This week, Senate Judiciary Committee Chairman Lindsey Graham provided an unclassified summary report to Attorney General William Barr noting that the primary sub-source for retired British spy Christopher Steele’s bogus ‘dossier’ was a Russian agent — Igor Danchenko — who had long been known to the FBI.
Only, when it came time to obtain a surveillance warrant to spy on the Trump campaign from the secretive FISA court, the FBI conveniently left out that little detail.
“To me, failure of the FBI to inform the court that the Primary Sub-source was suspected of being a Russian agent is a breach of every duty owed by law enforcement to the judicial system,” Graham said in a statement.
A press release posted to the Senate committee’s website noted additionally:
The FBI summary provided to the committee reveals that the Crossfire Hurricane team was aware of this information in December 2016, yet failed to inform the Foreign Intelligence Surveillance Court.
Further, they continued to seek three FISA warrant applications using the Steele dossier as a basis.
You got that? The agents involved in this sham knew they were violating procedures and the law just to entrap a president they didn’t like.
How do we know? Because some of the agents and officials involved in ‘Spygate,’ which included setting up Trump’s first national security adviser, Michael Flynn, actually bought liability insurance to protect them from lawsuits if anyone found out about their treachery.
“[W]e all went and purchased professional liability insurance,” one agent texted on Jan. 10, 2017, the same day CNN published a story claiming that President-elect Trump had been briefed by then-FBI Director James Comey about the discredited dossier by Christopher Steele.
“Holy crap,” another agent responded in an email, as first reported by The Federalist. “All the analysts too?”
“Yep,” the first agent noted. “All the folks at the Agency as well.”
“[C]an I ask who are the most likely litigators?” an agent asked. “[A]s far as potentially suing y’all[?]”

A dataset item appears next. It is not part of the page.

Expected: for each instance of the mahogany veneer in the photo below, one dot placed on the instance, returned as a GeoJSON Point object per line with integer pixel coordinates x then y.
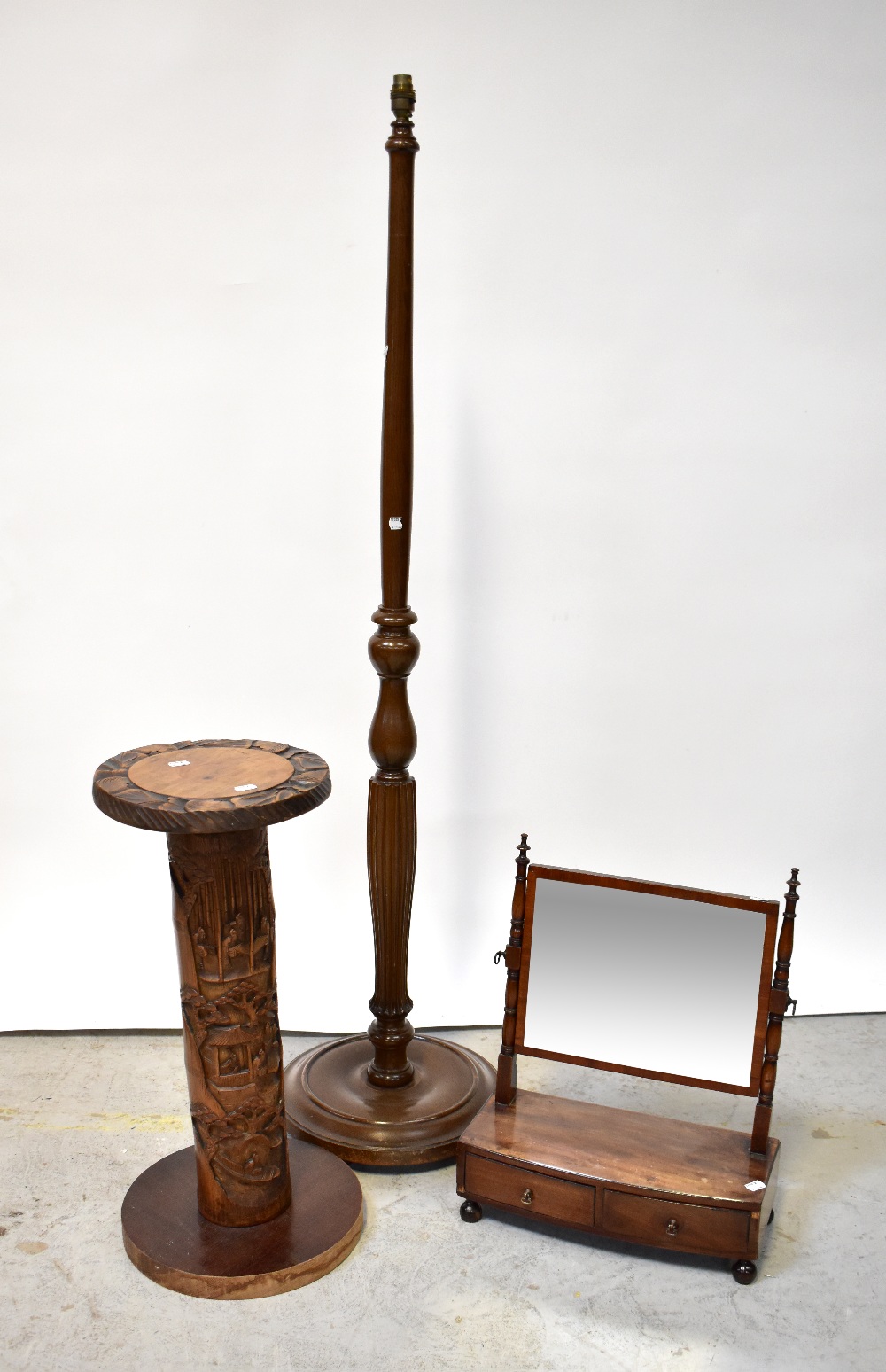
{"type": "Point", "coordinates": [613, 1172]}
{"type": "Point", "coordinates": [618, 1173]}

“[H]aha, who knows….I think [t]he concern when we got it was that there was a big leak at DOJ and the NYT among others was going to do a piece,” the first agent replied.
As for the FBI and the FISA court, Graham has a little surprise in store.
“In light of this newly declassified information, I will be sending the FISA Court the information provided to inform them how wide and deep the effort to conceal exculpatory information regarding the Carter Page warrant application was in 2016 and 2017,” he said.
“A small group of individuals in the Department of Justice and FBI should be held accountable for this fraud against the court. I do not believe they represent the overwhelming majority of patriotic men and women who work at the Department of Justice and FBI,” he added. (Related: Horowitz’s report on Obama-era FISA court abuse uncovers MASSIVE corruption: 51 violations and nine false statements by FBI.)
Graham went on to say that Congress must “reform the system so it never happens again.”
How’s that going to work?
The FISA court meets in secret; it has to be that way because the intelligence agencies and FBI seeking surveillance warrants often present top secret information. The court’s location is not known; the judges on the court are known but they hear evidence without a defendant’s lawyer president.
In other words, the entire surveillance warrant process operates on highly secretive ‘honor system;’ the FBI agents involved in Spygate were not honorable, but how are the FISA court judges supposed to know? And how will they know when they’re being duped in the future?
The best ‘reforms,’ then, are lengthy trials and long prison sentences for convictions. Otherwise, ’Spygate’ will happen again.